Positioning of the figure-of-eight coil for assessing the resting motor threshold of the paraspinal muscle at the level of the 10th thoracic vertebra

Physiotherapy was conducted immediately after TsMS in another 12 sessions (10 sessions were held daily for five times a week [induction phase], and two sessions were performed with a 48-hours interval between them [maintenance phase]). The protocol and main goals of the physiotherapy were the same as those of the initial plan of rehabilitation.

Outcomes

Except for the ISNCSCI grading, all evaluations were performed at the baseline (T-1), before starting TsMS (T0), and immediately after the completion of the 12th TsMS session (T1). The outcome measures were chosen based on the body structure, body function, and activity domains of the International Classification of Functioning, Disability, and Health (ICF) framework.

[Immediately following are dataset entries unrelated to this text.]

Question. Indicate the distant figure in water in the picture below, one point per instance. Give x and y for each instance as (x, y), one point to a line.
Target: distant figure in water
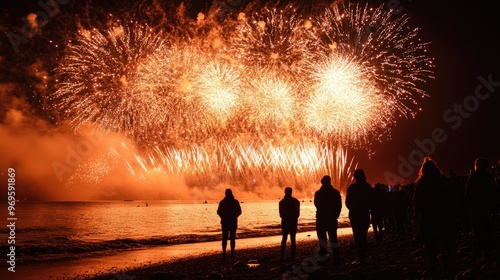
(328, 204)
(229, 210)
(480, 196)
(436, 214)
(289, 208)
(359, 202)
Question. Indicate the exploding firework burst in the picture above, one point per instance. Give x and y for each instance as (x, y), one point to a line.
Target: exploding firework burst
(345, 104)
(111, 78)
(273, 38)
(282, 98)
(389, 51)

The activity was assessed using the WISCI II scale for walking independence. The WISCI II scale assesses the extent of physical assistance and devices required for walking following paralysis that results from SCI. There are 20 levels of assessment; higher levels indicate more independent mobility [13], and a change of one WISCI level can be considered a substantial difference in the clinical context (minimal detectable change [MDC]) [6]. At baseline, the patient had a WISCI II score of 16 (ambulation with two crutches with no braces and physical assistance), and the score remained the same during the initial rehabilitation period. The WISCI II score changed only after initiating TsMS treatment, reaching the maximum level (20; ambulation with no device, braces, and physical assistance). The patient achieved four times the MDC in the WISCI II scale assessment (Fig. 2, Table 2).

Fig. 2
figure 2

Graphical representation of quantitative assessment before and after 12 sessions of repetitive trans-spinal magnetic stimulation combined with physical therapy. Mini-BEST: short version of the Balance Evaluation Systems test; WISCI II: Walking Index for Spinal Cord Injury scale; TUG: timed get up and go test, before TsMS represent the “T0: before starting TsMS”, after TsMS represent the “T1: after TsMS”; % Change: [(value after TsMS − value before TsMS)/value before TsMS] × 100; TsMS: trans-spinal magnetic stimulation

Table 2 Quantitative assessment before and after 12 sessions of repetitive trans-spinal spinal magnetic stimulation combined with physical therapy

In addition, the activity was assessed using the timed get up and go (TUG) test [41] for functional mobility. The TUG test requires the patient to get up from a chair, walk a distance of 3 m, turn around, and return to the chair. During this activity, the time is measured, and a shorter time indicates better functional mobility [41]. The MDC is 10.8 s or a reduction of 30% [29]. The time required by the patient to perform the TUG test was reduced by 18% after TsMS. Although the MDC was not attained, a substantial reduction was possible after TsMS (Fig. 2, Table 2).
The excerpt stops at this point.